Prior to the development of AGC systems, speed control was accom­plished with electromechanical governors only. It was difficult to apportion load changes between generators, and frequently one plant was assigned to do the governing for a system. This put an excessive burden on the governors of the plant responsible for governing, because system load changes could cause the governing plant to make wide excursions of load, and it was necessary for the system operator to make frequent requests to other plants to manually increase or decrease load to keep the governing plant within governing range.

AGC systems are capable of assigning the governing burden (con­trolling response) economically among many units at various plants, so that each plant and/or unit takes only an assigned share of the con­trolling response. Also an AGC system can maintain speed to much closer limits than was possible with electromechanical governors.
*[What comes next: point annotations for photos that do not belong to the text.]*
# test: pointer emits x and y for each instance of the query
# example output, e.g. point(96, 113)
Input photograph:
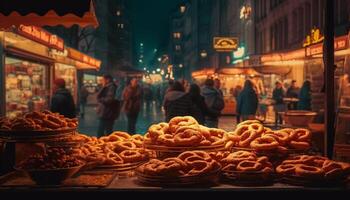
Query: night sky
point(150, 21)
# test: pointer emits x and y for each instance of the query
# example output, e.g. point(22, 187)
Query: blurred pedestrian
point(199, 107)
point(132, 96)
point(176, 102)
point(238, 89)
point(148, 96)
point(247, 102)
point(278, 95)
point(84, 94)
point(215, 102)
point(305, 97)
point(293, 92)
point(62, 100)
point(107, 106)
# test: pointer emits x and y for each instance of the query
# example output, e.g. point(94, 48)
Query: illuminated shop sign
point(225, 44)
point(340, 43)
point(76, 55)
point(41, 36)
point(315, 37)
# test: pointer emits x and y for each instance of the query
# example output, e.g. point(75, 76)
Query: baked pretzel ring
point(113, 159)
point(122, 146)
point(302, 135)
point(188, 138)
point(300, 145)
point(241, 129)
point(199, 167)
point(248, 122)
point(249, 166)
point(280, 136)
point(167, 140)
point(131, 156)
point(157, 130)
point(264, 143)
point(124, 135)
point(286, 169)
point(257, 127)
point(309, 171)
point(177, 122)
point(247, 138)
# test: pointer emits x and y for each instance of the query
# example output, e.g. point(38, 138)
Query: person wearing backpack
point(215, 102)
point(108, 108)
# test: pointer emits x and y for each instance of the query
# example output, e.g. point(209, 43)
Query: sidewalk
point(146, 118)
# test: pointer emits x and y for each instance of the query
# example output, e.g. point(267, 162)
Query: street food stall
point(27, 67)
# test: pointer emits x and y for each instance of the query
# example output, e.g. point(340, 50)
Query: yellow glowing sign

The AGC control unit sends signals to the generating units under its con­trol to raise or lower load as required to correct frequency, tie-line loadings, and time error. The signals are developed by the unit con­troller so that each unit under control will assume its share of the reg­ulating burden, depending on the size and capability of the machine, and the effects of transmission line loadings, and economic factors.

AGC systems can be expanded, if provided with sufficient computer capability, to include other inputs, permitting the determination of efficiency ratings of individual units, hydrothermal coordination, emissions from thermal plant stacks, transmission losses (penalty factors), inadvertent interchanges with interconnected systems, etc. When so equipped, an AGC system can assist in providing efficient interconnected operations, as well as being a tool for minimizing cost for the production of energy supplying the system load.